Depois de várias tentativas, alguém atendeu.

"Alô?"

Olívia ficou em silêncio por um instante.

"Senhor Augusto Ferreira?"

A voz do outro lado ficou desconfiada.

"Quem quer saber?"

"Meu nome é Olívia Ribeiro Almeida. Eu preciso conversar sobre a Montenegro Participações."

Houve silêncio.

Um silêncio longo.

Então ele respondeu:

"Você é a esposa do Eduardo?"

Ela ficou surpresa.

"Sim."

A respiração dele mudou.

"Então eles finalmente descobriram que alguém estava procurando."

Olívia sentiu um arrepio.

"Procurando o quê?"

O homem demorou alguns segundos.

Depois respondeu:

"Você não sabe onde está se metendo."

A ligação caiu.

Olívia ficou olhando para o telefone.

Aquela frase confirmou tudo.

Havia algo escondido.

Algo que fazia pessoas terem medo até de falar.

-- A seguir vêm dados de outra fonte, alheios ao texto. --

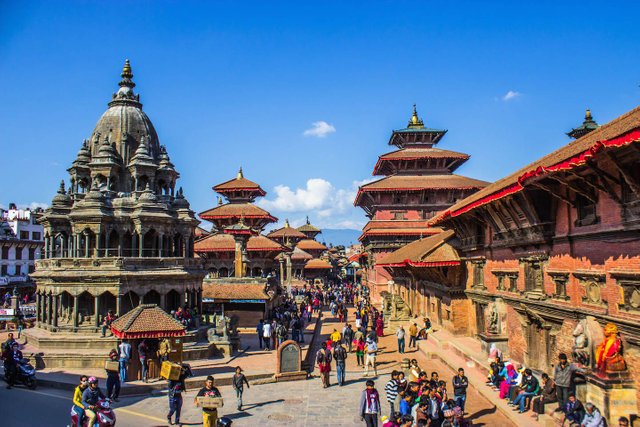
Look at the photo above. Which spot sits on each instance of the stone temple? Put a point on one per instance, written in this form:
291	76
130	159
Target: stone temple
120	235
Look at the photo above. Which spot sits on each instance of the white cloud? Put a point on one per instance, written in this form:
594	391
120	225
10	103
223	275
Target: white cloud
512	94
319	129
327	206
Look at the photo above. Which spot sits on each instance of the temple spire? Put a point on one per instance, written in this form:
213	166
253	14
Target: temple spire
415	121
127	76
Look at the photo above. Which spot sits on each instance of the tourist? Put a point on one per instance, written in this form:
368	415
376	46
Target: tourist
90	397
370	405
124	350
238	382
592	418
266	335
574	411
530	387
164	349
323	360
372	351
360	349
460	384
391	390
340	356
106	322
113	378
176	388
78	407
509	380
400	335
548	395
142	356
379	326
563	375
209	416
347	337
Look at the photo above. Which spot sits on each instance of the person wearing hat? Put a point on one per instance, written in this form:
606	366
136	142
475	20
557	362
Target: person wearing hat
90	397
209	416
238	382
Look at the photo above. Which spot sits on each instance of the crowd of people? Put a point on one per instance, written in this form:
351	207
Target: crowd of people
524	391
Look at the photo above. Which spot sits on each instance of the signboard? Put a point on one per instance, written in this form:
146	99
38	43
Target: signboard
290	358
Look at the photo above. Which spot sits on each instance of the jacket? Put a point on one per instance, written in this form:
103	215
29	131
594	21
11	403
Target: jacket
460	385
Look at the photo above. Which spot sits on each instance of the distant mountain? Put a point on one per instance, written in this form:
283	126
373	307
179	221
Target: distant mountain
342	236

Naquela noite, ela recebeu uma mensagem de um número desconhecido.

Sem nome.

Sem foto.

Apenas uma frase.

"Pare de procurar os documentos de 2004."

Olívia sentiu o coração acelerar.

Outra mensagem chegou.

"Você já perdeu sua casa. Não perca sua vida tentando descobrir uma verdade que não pertence a você."

Ela segurou o celular.

Pela primeira vez desde que saiu da mansão, sentiu medo.

Mas não o medo de Vitória.

Era outro tipo de medo.

O medo de estar mexendo em algo muito maior do que imaginava.

Na manhã seguinte, Eduardo recebeu uma ligação do departamento financeiro da empresa.

Ele atendeu imediatamente.

"Eduardo, encontramos uma irregularidade nos arquivos antigos."

Ele se levantou.

"Que tipo de irregularidade?"

O funcionário hesitou.

"Existem transferências de uma conta que não aparece no sistema atual."

Eduardo ficou em silêncio.

"De quando?"

A resposta veio baixa.

"De vinte anos atrás."

Ele fechou os olhos.

Era exatamente o período que sua mãe tentou impedir que ele investigasse.

"Quem tinha acesso a essa conta?"

Do outro lado da linha, o funcionário respondeu:

"Além do antigo presidente da empresa... apenas uma pessoa."

Eduardo sentiu um frio no estômago.

"Quem?"

Antes que o funcionário respondesse, a ligação ficou muda por alguns segundos.

Então veio a resposta.

Um nome.

Um nome que fez Eduardo perceber que toda a história da sua família poderia estar construída sobre uma mentira.

E naquele momento ele entendeu:

Vitória não tinha expulsado Olívia porque ela era uma mulher simples.

Ela tinha expulsado Olívia porque ela estava perto demais da verdade.